I have this problem
Question: Four cards are drawn at random from a pack of 52 cards. Find the probability that two are kings and two are queens.
Answer: $$ P(E) = \frac{\,^4C_2\cdot \,^4C_2}{\,^{52}C_4} $$
That's what the answer should be but I wanted to verify it so, I started to draw a tree which represents all the outcomes.
For example:
We can pick any of the 4 kings let's call them $k_1, k_2, k_3, k_4$ and we have $4$ queens call them $q_1, q_2, q_3, q_4$.
In first case we pick $k_1$, now we can pick $k_2, k_3, k_4$. say we pick $k_4$. Now we can pick $q_1, q_2, q_3, q_4$.

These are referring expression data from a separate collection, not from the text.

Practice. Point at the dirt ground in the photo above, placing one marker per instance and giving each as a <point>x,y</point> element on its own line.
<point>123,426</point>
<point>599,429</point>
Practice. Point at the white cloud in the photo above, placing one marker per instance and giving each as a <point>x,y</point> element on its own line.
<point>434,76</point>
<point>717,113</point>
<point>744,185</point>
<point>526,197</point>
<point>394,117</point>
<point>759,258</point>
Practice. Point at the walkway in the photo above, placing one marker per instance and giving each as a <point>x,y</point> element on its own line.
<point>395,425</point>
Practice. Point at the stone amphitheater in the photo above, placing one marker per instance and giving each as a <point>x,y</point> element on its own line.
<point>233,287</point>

We pick $q_1$, now we can pick $q_2, q_3, q_4$
If we look at number of outcomes this way we get :- $3\cdot(3\cdot 4)\cdot 4 = 144$
This is different from $^4C_2\cdot\,^4C_2=36$
Why has this difference in answers arisen? Am I right or wrong? And if I am wrong, where have I gone wrong here?
As @lulu pointed out in the comment, you have double counted the ways in which two kings(similar for two queens) can be drawn.

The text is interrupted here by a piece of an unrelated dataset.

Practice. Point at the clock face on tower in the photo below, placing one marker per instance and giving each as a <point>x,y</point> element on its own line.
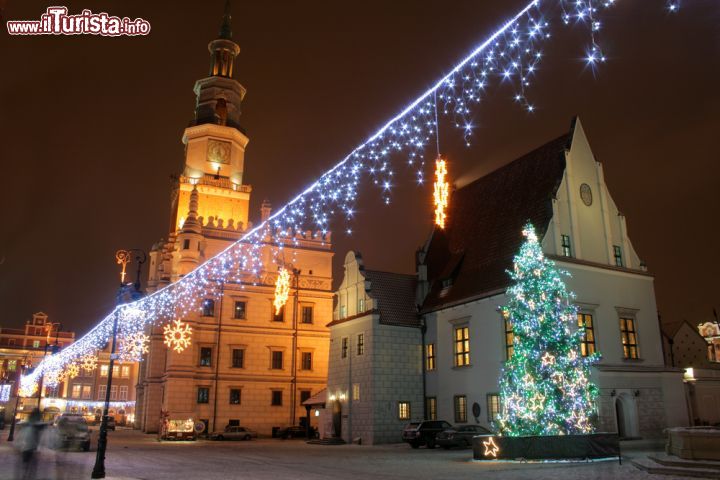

All that matters here is drawing two kings (and queens) and not the order in which you draw them, so drawing $K_1$ first and then $K_2$ is the same as drawing $K_2$ first and then $K_1$ but you have counted both the possibilities separately and you have done this for all possible pairs in the set of kings (similarly for the set of queens).
So you must divide the answer you got by a factor of $4$ to overcome the double counting in both the set of cards.